We resolved to try driving back, figuring we would find out pretty quickly if anything serious was wrong.  After about 10 minutes of nervous staring at the temperature and fuel gauges, we arrived at the intersection.  The car seemed to be operating fine, but we still had the metal post hanging from its underside like an arrow emerging from armour.  We had no idea of the severity of the wound beneath, but seeing as we had made it that far, decided we might as well strike out for the petrol station at Eridunda.

By the time we reached Eridunda we had travelled more than 200 km, with no apparent problem other than a constant rattling of metal under the car.  My heart rate was beginning to return to normal; although Eridunda is little more than a road house and petrol station, at least there was a constant flow of traffic.  There was also a source of shade there, allowing us to clamber underneath the car without burning ourselves on the blistering hot ground.

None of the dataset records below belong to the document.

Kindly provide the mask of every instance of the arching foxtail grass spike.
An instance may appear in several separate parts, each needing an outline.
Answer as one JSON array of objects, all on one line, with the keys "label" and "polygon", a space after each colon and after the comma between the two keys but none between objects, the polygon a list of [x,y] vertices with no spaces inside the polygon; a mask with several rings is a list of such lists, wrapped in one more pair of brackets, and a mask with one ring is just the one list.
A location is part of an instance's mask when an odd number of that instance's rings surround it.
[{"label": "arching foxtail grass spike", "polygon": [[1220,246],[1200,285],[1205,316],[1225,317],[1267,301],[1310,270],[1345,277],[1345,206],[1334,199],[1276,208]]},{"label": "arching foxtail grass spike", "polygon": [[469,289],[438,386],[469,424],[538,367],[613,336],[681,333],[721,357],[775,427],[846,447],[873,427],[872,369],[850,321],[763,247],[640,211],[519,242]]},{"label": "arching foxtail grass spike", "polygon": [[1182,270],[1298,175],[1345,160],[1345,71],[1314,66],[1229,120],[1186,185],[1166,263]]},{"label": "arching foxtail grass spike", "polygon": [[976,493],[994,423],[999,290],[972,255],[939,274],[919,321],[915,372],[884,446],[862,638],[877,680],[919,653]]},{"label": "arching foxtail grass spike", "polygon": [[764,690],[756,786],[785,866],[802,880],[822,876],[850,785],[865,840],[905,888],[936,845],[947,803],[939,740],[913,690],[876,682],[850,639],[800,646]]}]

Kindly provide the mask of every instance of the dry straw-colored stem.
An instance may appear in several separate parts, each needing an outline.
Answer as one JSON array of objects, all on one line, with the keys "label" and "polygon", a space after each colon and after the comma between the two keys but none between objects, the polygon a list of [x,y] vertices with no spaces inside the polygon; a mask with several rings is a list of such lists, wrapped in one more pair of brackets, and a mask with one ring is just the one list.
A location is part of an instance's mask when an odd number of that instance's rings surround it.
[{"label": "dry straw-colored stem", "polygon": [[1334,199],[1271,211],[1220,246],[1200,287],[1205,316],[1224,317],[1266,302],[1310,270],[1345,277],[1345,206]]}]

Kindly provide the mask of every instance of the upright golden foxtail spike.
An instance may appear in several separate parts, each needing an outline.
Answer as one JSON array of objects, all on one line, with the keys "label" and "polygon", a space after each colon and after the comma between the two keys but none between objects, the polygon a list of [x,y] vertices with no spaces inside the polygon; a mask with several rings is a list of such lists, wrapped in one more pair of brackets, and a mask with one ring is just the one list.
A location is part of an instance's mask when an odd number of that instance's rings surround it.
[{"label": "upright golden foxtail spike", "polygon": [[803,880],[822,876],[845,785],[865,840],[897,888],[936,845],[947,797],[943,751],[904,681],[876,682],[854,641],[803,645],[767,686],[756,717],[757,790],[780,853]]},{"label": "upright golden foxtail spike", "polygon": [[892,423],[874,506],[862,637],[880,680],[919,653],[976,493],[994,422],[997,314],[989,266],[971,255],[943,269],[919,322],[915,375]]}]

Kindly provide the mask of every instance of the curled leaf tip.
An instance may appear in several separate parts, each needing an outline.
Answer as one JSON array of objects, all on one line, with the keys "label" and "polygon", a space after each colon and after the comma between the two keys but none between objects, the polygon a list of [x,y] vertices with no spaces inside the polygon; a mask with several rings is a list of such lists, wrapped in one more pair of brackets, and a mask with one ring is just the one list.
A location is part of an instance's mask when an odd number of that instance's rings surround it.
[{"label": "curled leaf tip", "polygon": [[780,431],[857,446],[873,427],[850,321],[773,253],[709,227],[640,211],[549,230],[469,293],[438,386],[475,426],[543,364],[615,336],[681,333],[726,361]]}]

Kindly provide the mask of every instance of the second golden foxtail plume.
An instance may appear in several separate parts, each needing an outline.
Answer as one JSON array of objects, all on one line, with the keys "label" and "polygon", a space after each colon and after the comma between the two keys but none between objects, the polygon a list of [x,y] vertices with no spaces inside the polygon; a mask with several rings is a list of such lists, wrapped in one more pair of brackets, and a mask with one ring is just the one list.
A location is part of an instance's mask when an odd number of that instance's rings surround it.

There didn’t seem to be any serious damage.  The post was aluminium, a soft metal heated even softer by the sun, and had merely bent itself around the axle.  Relief washed over me.  We were going to make it to Alice Springs on time, our car was not going to need an expensive repair job, and we were safe.  With the assistance of a local, we extricated the warped, torn post, and soon were flying down the highway again, this time with a new resolve to stick to sealed roads until we reached our destination.